Heißarbeiten wie Schweißen, Trennschleifen oder Löten erzeugen Funkenflug und hohe Temperaturen – ein erhebliches Brandrisiko, besonders in Bestandsgebäuden oder auf Baustellen. Viele Versicherer und Auftraggeber verlangen deshalb vor Beginn solcher Arbeiten einen sogenannten Erlaubnisschein für Heißarbeiten. Doch was muss darin eigentlich stehen?
Zweck des Erlaubnisscheins
Der Erlaubnisschein dokumentiert, dass der Arbeitsbereich vor Beginn der Heißarbeiten auf Brandgefahren geprüft wurde und welche Schutzmaßnahmen getroffen wurden. Er dient sowohl der Absicherung des ausführenden Betriebs als auch dem Nachweis gegenüber Versicherern, dass die notwendige Sorgfalt eingehalten wurde.

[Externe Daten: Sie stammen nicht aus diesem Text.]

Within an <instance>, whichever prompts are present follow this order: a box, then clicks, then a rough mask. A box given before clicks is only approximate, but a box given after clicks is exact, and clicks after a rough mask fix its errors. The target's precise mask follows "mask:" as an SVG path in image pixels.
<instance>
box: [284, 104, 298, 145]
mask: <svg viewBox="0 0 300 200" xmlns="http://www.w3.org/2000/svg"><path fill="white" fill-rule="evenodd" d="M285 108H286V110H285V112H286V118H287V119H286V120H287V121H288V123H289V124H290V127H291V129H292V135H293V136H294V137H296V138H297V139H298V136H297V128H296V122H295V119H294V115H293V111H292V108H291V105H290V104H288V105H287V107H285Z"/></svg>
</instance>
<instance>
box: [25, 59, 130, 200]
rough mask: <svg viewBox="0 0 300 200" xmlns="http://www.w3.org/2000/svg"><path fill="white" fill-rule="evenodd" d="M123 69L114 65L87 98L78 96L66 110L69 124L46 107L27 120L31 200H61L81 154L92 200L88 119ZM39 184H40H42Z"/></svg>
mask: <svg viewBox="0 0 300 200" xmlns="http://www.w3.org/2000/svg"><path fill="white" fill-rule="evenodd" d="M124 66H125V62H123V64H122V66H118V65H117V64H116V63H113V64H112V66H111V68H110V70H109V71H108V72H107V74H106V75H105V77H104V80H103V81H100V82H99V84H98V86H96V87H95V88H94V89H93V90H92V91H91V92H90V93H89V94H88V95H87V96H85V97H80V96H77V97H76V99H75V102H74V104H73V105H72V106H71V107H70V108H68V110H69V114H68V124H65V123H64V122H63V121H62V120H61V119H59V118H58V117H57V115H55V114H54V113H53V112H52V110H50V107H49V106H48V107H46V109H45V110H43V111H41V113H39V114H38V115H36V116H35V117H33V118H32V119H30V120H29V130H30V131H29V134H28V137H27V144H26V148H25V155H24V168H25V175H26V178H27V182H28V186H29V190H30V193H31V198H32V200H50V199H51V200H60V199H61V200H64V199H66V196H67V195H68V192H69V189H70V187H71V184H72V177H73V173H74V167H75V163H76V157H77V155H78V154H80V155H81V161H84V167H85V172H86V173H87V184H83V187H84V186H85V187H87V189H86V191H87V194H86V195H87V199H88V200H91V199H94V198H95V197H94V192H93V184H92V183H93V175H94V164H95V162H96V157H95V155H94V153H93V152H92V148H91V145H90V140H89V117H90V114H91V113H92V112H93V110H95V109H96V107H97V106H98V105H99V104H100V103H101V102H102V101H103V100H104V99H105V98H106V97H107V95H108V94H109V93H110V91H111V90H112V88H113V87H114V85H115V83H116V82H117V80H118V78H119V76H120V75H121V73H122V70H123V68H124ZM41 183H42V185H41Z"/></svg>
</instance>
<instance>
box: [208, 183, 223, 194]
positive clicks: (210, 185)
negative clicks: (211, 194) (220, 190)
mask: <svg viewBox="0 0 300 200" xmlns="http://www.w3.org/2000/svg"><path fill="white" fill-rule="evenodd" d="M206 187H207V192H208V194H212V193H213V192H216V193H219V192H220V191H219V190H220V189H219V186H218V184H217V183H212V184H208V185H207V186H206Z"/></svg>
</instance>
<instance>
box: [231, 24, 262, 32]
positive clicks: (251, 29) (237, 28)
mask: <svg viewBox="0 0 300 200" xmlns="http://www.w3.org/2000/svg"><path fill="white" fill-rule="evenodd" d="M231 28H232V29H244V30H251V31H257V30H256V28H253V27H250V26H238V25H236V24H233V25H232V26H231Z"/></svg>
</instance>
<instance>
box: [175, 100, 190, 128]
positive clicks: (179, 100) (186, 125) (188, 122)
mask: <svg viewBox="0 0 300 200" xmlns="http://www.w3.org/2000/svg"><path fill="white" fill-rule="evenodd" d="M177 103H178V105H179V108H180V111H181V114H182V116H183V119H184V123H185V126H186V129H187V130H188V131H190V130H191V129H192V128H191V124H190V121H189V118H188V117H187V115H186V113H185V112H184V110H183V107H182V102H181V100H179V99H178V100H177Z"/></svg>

Diese Angaben sollte er enthalten
Ein vollständiger Erlaubnisschein umfasst in der Regel: den genauen Ort und Zeitraum der Arbeiten, die Art der durchgeführten Tätigkeit (z. B. Schweißen, Trennschleifen), eine Beschreibung der getroffenen Schutzmaßnahmen (z. B. Entfernung brennbarer Materialien, Abdeckung von Öffnungen), Angaben zu bereitgestellten Löschmitteln, sowie die Unterschrift der verantwortlichen Person und – falls eingesetzt – der Brandwache.
Rolle der Brandwache
Bei genehmigungspflichtigen Heißarbeiten ist häufig zusätzlich eine Brandwache vorgeschrieben, die den Arbeitsbereich vor, während und nach der Tätigkeit überwacht. Gerade die Nachkontrolle ist wichtig, da ein Großteil der Brände bei Heißarbeiten erst zeitverzögert entsteht, wenn Glutnester unbemerkt weiterschwelen. Unsere Brandwache unterstützt Sie dabei, den Erlaubnisschein korrekt auszufüllen und die dokumentierten Schutzmaßnahmen tatsächlich umzusetzen.